Josh’s eyes widened.
“Wait,” I said, “when are you leaving?”
“Next week,” said Mom. “Right after your play.”
“But—that’s the week before Josh’s competition!”
“Exactly. He doesn’t need me around, breathing down his neck. I’ve already called the Woodburys. They’d be delighted to host you—if that’s all right with all of you, of course.”
Elizabeth nodded. “So, where will you be going?” she asked.
Mom and Dad beamed at each other.
“A long time ago, we set a goal for ourselves to visit all the major national parks someday,” Dad said, “and at this point, we’re running very far behind. So, we’re going to Yosemite!”
My hand spasmed and knocked over my orange juice.
“Cadie!” said Mom, jumping up to grab paper towels. “What is it? What did we say?”

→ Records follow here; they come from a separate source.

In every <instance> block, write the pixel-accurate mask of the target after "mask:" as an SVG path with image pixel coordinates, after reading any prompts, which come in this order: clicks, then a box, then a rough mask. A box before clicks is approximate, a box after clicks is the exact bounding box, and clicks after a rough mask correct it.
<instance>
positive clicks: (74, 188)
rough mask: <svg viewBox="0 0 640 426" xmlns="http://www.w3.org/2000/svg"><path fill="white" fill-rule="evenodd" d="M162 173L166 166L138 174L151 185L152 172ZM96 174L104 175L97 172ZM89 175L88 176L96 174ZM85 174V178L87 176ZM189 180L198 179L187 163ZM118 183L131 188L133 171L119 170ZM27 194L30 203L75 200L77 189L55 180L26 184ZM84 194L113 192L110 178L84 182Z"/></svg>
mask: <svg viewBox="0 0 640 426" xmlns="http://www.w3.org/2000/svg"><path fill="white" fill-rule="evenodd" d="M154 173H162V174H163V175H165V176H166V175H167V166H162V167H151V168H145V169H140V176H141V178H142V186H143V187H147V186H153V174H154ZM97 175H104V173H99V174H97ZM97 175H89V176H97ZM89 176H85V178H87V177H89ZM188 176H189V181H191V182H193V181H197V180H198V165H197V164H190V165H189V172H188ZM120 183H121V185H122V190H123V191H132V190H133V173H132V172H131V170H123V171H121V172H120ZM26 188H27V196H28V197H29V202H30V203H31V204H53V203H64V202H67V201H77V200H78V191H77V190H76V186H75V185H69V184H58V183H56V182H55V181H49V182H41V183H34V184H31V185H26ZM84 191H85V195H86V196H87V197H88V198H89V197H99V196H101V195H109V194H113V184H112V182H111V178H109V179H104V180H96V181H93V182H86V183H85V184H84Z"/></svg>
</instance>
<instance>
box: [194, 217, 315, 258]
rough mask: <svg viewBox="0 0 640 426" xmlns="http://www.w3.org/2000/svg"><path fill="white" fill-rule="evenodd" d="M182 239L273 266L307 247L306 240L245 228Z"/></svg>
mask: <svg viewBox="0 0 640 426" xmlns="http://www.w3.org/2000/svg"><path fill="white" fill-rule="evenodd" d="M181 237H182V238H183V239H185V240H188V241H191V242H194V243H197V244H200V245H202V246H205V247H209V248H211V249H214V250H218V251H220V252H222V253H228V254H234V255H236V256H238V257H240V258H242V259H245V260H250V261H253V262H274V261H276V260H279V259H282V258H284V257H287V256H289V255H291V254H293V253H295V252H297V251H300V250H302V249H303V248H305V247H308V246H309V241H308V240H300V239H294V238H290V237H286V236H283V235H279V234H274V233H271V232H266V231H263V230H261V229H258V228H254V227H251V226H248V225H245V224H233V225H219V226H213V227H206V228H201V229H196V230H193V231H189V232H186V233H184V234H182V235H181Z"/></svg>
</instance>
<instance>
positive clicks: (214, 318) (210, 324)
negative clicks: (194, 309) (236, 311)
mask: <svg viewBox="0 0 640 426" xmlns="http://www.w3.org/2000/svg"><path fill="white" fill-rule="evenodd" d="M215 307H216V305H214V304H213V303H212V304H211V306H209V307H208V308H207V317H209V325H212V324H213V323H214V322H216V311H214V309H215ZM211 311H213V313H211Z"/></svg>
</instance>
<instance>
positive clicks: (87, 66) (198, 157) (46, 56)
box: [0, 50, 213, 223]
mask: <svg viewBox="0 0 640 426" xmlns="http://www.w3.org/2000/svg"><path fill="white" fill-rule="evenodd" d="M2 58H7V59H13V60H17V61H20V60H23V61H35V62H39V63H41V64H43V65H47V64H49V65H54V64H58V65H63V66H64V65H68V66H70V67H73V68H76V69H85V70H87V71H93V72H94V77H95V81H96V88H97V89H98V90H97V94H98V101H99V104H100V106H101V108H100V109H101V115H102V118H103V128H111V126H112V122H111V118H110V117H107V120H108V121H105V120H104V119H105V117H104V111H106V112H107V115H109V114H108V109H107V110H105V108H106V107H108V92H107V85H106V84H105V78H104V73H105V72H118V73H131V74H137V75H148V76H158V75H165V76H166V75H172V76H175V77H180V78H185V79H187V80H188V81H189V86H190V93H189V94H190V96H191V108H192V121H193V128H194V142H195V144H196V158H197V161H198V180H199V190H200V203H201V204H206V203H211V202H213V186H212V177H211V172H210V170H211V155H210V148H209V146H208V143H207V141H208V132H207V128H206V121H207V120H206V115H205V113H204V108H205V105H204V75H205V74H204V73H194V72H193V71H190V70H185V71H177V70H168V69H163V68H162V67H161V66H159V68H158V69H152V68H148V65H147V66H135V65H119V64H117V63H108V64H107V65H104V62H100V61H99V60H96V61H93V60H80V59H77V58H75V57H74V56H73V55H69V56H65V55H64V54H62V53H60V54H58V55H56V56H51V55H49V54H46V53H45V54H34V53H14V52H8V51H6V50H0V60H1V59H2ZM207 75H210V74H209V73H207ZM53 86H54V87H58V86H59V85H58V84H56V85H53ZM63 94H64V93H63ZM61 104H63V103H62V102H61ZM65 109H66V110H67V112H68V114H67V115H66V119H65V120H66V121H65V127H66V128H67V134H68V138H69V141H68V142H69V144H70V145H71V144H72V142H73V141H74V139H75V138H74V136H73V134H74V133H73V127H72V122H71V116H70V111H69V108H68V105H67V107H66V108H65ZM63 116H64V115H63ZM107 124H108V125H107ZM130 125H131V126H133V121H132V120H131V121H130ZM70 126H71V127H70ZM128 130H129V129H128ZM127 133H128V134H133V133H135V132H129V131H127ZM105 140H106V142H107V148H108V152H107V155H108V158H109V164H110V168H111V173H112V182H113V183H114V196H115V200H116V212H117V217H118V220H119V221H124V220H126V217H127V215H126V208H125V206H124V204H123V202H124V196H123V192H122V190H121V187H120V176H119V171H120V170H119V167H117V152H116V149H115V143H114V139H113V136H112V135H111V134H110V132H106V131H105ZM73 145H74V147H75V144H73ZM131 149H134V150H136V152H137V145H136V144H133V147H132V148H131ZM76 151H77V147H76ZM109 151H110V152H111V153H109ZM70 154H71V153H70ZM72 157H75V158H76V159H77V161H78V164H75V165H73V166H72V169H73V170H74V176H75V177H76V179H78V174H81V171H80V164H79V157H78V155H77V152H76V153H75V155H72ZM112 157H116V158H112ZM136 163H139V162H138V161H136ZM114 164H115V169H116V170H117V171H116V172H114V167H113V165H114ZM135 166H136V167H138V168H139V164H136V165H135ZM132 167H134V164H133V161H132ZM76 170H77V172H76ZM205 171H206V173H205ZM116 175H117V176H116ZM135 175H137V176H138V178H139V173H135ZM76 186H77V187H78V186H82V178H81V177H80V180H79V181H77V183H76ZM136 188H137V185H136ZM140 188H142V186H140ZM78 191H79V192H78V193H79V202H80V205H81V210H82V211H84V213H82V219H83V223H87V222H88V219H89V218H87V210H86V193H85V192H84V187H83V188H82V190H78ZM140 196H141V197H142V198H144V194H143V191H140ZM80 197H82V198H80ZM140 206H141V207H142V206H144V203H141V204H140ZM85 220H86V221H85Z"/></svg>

“Um,” I said, trying to cover my rising panic. Mom deserves to get Dad back. This is a good thing. Stop being selfish, Acadia Rose Greenfield. I pointed to Josh, then to myself. “Joshua Tree. Acadia Rose. Yosemite?”
Mom and Dad burst out laughing.
“Don’t worry,” Dad said, smiling around the table at all of us, “I think our family is complete just the way it is.”
I forced myself to smile back, but inside, I wasn’t so sure. Was I just supposed to pretend that this would fix everything that had gone wrong? I didn’t know what I wanted from Dad anymore. But this didn’t seem like enough.